One night in and we decide to go to Satsanga, the restaurant across the street from our guesthouse, where for INR250 we can eat a fillet steak. Honestly I wasn’t really expecting that much, a sandwich was one thing but having decent meat and someone who can cook it is another.
But I was so wrong. It wasn’t just good; this was one of my all time favourite steak eating moments. I ask for rare thinking it’ll still be completely cremated, but it comes out almost bleu and so tender. It couldn’t have been more perfect for me. It’s actually as if I had shown them how cook it for me.
And hand cut chips, super crisp. Even the pepper sauce, although probably the weakest part of the meal was as good as many I’ve had in Europe. I’ve definitely seen worse being served. To top it off the give us half a loaf of home baked bread to mop up the plate with. Well maybe not specifically to do that but it’s what I use mine for.
The whole time I’m sitting there though, something is niggling at the back of my mind. How were these animals raised? How were they treated? What were they fed? So I’ve decided to set up a farm where I feed the cows banana peel and plastic bags. I’ll let them walk around towns and tie them up at the side of the motorway to make use of the grass there.
Hey, if it works here.
From Periyar down the back of the Western Ghats it’s a sharp drop onto the plains of Tamil Nadu. And the heat becomes unbearable as soon as you get round the last hairpin bend. The scenery changes, gone are the lush green forests of Kerala, all around as far as the eye can see are dried out rice paddies and the odd field of ginger.

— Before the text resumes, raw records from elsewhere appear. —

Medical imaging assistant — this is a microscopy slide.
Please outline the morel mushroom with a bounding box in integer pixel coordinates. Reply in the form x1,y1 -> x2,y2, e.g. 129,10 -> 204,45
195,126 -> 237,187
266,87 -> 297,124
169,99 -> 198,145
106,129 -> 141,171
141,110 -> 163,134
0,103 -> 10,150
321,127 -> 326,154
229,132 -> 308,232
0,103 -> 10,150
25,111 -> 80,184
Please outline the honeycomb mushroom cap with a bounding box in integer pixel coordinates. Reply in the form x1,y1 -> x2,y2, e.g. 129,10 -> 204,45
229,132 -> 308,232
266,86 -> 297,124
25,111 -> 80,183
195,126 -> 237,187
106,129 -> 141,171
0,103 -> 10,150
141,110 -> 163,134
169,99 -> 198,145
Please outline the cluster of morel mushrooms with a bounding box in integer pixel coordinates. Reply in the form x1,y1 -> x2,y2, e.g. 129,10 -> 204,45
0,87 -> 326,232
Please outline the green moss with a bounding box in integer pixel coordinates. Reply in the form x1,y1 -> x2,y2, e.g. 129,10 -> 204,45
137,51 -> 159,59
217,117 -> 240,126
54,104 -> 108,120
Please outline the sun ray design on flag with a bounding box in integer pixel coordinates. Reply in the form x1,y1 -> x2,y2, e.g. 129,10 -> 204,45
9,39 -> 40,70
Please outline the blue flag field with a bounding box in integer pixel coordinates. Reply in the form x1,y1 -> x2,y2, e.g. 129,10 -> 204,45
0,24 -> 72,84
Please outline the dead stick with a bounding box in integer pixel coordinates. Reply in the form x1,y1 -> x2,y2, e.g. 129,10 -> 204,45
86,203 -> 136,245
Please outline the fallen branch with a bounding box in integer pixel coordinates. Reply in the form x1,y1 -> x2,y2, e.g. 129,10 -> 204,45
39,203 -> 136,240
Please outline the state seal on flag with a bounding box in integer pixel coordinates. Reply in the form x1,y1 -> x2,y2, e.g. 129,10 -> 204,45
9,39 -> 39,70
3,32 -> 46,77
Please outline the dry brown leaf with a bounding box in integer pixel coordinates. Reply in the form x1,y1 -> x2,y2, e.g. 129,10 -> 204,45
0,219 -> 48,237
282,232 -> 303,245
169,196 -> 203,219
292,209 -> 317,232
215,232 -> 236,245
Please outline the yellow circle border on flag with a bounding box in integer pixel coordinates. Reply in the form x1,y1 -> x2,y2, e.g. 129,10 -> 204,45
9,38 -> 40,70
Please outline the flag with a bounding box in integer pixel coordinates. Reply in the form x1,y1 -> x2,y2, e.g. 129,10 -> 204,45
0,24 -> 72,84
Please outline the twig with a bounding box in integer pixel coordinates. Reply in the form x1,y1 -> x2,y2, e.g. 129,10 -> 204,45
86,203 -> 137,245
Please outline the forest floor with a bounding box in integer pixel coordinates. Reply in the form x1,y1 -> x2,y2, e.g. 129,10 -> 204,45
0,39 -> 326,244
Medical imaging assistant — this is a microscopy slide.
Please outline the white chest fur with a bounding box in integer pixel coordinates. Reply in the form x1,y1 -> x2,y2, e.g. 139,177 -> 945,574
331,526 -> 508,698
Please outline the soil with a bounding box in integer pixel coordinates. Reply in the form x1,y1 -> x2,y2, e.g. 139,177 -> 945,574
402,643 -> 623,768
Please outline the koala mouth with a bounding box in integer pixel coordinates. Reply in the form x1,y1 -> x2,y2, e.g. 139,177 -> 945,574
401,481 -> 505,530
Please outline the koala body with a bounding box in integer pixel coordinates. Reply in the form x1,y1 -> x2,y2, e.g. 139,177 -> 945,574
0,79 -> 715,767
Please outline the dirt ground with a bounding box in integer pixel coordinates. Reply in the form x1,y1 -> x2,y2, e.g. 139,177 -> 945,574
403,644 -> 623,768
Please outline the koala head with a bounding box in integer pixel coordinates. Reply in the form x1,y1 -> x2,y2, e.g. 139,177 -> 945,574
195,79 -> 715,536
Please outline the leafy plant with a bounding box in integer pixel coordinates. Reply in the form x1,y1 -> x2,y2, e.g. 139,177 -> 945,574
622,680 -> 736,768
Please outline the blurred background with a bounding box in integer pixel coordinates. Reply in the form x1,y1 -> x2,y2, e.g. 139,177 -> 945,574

But the heat is the big difference. It means we have to hide in our rooms for a few hours in the afternoon everyday. Luckily this isn’t a problem as most temples are shut in the afternoon, reopening around 4pm. This is the best time of day to visit – when the sunlight is fading over the tops of the gopurams (towers) and the people inside are a lot calmer.
In Madurai everybody comes to see the Sri Meenakshi Temple dedicated to the triple breasted fish eye goddess. It’s in the heart of the city and seems to be the focal point of life. There are over a million people in this city and they all seem to be going to or coming from the temple.
After navigating through the security, and dropping off bags and shoes it’s a long walk round the temple outskirts to the main entrance, it’s a bit like entering a fortified city. It gives you a good chance to look at the huge towering gopurams with all their individual gods and goddesses carved into them. Actually it’s almost like you are forced to stand under them, to gaze in awe.
Once inside you get to see the carved columns of the main hall and the shrines dedicated to the temple Gods. But it’s the sheer size of the place and the fact that it’s a living, breathing place of worship where people have been coming for the last 2500 years that really makes an impression on me.
In Trichy the Sri Ranganathaswamy – why can’t they have easy names, is even bigger. This place really seems to be a self enclosed city. People are sleeping everywhere – whole families on pilgrimages, beggars, temple priests, hawkers all fighting it out for the best spots and to get to the front to give puja to their chosen gods.
It amazes me how much of an integral part of society these places are. In the English Cathedrals tourists out number worshipers 10 to 1 and although amazing places to visit, it’s often hard to find a feeling of spirituality. Here you can’t get away from it its right in your face.
Sadly we didn’t make it to Tanjore, the 42c days got the better of us and I think it’s about time we had some cheese.